NLRB counsel: Ban mandatory anti-union meetings
The general counsel of the National Labor Relations Board on Thursday issued a memo arguing that the widespread employer practice of requiring workers to attend anti-union meetings is illegal under federal law, even though labor board precedent has allowed it.
The general counsel, Jennifer Abruzzo, who enforces federal labor law by prosecuting violations, said her office would soon file a brief in a case before the labor board, which adjudicates such questions, asking the board to reverse its precedent on the meetings.
“This license to coerce is an anomaly in labor law, inconsistent with the act's protection of employees' free choice,” Abruzzo said in a statement, referring to the National Labor Relations Act.
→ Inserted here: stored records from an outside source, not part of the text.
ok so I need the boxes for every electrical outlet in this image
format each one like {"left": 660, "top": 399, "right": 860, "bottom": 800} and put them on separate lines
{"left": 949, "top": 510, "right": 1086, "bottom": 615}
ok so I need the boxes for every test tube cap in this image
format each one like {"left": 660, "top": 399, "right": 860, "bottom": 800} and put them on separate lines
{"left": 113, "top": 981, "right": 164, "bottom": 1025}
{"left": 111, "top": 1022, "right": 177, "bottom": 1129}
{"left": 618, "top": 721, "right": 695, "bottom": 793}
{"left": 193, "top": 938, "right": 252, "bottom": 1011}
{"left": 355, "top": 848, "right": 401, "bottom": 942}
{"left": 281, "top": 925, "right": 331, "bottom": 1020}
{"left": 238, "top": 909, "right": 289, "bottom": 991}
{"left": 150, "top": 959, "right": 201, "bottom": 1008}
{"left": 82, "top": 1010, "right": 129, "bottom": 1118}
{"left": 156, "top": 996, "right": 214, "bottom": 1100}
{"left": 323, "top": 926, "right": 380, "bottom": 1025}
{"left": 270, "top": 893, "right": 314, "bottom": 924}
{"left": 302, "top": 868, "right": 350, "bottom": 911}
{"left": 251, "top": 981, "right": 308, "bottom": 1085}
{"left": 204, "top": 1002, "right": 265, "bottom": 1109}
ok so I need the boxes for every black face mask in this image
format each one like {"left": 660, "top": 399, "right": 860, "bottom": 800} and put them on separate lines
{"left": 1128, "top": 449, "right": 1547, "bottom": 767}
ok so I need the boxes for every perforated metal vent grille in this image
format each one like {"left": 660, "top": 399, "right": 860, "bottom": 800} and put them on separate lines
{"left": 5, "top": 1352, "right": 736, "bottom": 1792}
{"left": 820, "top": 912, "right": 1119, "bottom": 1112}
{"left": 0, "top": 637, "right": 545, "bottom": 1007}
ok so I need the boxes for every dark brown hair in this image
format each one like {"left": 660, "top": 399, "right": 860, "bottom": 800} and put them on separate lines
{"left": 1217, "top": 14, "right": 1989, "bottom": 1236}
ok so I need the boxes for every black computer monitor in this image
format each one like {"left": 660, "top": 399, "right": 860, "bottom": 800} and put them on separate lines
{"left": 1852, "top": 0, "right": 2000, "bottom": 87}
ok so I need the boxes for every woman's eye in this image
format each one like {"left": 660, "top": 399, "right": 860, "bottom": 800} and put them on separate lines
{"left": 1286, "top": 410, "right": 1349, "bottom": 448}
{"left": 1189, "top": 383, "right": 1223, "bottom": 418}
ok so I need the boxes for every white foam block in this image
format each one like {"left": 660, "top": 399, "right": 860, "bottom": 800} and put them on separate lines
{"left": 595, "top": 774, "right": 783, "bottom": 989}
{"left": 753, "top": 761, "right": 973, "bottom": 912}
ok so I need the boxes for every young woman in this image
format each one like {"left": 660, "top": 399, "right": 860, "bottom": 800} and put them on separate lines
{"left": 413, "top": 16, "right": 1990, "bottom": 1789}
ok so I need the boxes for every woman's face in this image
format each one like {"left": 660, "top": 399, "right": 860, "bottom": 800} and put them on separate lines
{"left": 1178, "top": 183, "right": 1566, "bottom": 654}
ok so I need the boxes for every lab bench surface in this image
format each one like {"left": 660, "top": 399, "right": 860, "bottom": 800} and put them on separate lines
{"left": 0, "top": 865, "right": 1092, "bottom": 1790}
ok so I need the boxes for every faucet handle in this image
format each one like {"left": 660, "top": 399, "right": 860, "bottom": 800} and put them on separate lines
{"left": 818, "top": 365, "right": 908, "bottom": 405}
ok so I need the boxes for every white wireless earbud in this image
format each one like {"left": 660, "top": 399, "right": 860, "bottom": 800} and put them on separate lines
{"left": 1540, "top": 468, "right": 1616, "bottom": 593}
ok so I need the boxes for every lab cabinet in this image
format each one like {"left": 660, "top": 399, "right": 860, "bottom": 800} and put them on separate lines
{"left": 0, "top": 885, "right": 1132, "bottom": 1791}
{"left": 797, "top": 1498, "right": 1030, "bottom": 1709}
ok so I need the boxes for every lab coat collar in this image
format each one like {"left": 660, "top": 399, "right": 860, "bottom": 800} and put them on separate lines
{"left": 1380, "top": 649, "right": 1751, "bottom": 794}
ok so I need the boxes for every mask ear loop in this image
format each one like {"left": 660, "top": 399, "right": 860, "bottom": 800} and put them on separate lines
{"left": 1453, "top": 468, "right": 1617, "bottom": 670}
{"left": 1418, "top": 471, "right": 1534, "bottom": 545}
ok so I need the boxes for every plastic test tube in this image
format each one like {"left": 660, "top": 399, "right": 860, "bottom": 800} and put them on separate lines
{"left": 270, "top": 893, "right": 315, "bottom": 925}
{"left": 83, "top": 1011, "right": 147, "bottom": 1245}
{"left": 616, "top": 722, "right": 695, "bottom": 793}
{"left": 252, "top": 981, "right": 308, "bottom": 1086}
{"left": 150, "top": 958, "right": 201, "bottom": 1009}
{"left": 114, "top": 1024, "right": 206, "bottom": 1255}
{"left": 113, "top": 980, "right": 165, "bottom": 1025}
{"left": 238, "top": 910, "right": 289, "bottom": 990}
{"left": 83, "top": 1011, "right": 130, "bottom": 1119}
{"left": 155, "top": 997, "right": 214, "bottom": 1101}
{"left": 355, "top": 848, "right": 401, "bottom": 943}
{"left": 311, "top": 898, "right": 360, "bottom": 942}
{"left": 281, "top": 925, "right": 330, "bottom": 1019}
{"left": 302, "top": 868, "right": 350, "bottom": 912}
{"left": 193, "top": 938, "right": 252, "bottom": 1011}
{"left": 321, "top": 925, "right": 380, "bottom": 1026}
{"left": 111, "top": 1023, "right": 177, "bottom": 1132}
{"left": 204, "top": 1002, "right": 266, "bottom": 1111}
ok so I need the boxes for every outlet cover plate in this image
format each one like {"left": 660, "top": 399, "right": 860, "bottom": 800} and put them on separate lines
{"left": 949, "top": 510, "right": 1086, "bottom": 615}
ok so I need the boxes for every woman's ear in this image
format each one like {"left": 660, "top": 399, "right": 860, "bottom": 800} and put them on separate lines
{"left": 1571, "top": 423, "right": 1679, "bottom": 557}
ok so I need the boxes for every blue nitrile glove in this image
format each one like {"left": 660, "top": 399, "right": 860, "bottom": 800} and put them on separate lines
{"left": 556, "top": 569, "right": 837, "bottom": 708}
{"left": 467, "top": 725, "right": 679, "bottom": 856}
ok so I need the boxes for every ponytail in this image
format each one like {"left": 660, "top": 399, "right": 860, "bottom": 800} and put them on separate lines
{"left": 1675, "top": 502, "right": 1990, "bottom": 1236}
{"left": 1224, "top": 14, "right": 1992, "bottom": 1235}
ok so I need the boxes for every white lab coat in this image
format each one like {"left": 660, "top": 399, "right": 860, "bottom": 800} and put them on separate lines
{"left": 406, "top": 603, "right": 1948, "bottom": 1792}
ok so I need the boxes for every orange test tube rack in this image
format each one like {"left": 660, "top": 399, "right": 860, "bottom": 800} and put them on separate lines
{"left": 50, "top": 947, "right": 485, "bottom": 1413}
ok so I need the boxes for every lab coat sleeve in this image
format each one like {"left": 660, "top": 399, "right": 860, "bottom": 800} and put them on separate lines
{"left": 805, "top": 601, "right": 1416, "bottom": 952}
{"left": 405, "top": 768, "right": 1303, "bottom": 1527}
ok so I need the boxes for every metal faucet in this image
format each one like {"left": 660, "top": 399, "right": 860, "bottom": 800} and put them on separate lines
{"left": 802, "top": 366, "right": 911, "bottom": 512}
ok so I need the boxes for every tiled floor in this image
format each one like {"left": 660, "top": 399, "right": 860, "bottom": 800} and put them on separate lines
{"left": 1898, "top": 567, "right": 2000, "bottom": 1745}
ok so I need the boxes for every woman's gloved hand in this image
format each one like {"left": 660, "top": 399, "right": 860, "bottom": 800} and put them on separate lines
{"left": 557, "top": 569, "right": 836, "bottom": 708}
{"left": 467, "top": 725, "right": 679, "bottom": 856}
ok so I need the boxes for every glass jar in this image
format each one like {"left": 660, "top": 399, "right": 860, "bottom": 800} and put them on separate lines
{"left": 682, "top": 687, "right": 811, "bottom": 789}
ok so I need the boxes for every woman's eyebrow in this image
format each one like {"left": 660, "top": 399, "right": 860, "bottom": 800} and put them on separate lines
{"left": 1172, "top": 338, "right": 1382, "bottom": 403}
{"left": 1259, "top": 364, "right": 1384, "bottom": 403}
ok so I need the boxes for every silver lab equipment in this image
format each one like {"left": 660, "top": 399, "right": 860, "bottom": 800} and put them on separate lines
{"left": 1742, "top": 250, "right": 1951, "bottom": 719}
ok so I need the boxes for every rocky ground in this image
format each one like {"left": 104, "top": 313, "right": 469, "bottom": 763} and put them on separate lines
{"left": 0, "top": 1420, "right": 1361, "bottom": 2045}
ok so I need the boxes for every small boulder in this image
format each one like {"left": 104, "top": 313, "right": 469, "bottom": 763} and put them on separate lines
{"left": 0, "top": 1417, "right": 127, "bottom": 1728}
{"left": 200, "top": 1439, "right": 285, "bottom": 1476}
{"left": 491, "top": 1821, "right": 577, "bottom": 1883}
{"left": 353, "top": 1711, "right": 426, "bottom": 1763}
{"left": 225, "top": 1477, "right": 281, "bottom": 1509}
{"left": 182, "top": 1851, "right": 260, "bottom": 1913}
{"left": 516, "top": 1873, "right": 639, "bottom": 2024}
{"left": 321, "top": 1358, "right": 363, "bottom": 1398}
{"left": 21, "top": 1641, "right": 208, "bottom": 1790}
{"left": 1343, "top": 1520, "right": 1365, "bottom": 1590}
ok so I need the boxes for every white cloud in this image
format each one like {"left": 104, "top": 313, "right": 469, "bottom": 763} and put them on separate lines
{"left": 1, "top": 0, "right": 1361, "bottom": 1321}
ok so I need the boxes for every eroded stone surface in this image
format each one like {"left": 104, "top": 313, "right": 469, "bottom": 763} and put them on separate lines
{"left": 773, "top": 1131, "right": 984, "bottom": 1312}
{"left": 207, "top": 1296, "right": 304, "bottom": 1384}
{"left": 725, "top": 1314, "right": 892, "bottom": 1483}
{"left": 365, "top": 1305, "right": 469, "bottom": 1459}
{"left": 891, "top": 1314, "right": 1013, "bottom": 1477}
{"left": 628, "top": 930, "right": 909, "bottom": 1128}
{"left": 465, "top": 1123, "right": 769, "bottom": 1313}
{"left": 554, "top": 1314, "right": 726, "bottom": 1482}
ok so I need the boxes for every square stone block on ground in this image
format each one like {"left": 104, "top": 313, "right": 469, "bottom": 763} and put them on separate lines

In recent months, high-profile employers like Amazon and Starbucks, which are facing growing union campaigns, have held hundreds of meetings in which they have tried to persuade workers not to unionize by arguing that unions are a “third party” that would come between management and workers.
Amazon officials and consultants have repeatedly told workers in mandatory meetings that they “could end up with more wages and benefits than they had prior to the union, the same amount that they had, or potentially could end up with less,” according to testimony from NLRB hearings about a union election in Alabama last year.
The company spent more than $4 million last year on consultants who took part in such meetings and sought out workers on warehouse floors.
But many workers and union officials complain that these claims are highly misleading. Unionized employees typically earn more than similar nonunion employees, and it is highly unusual for compensation to fall as a result of a union contract.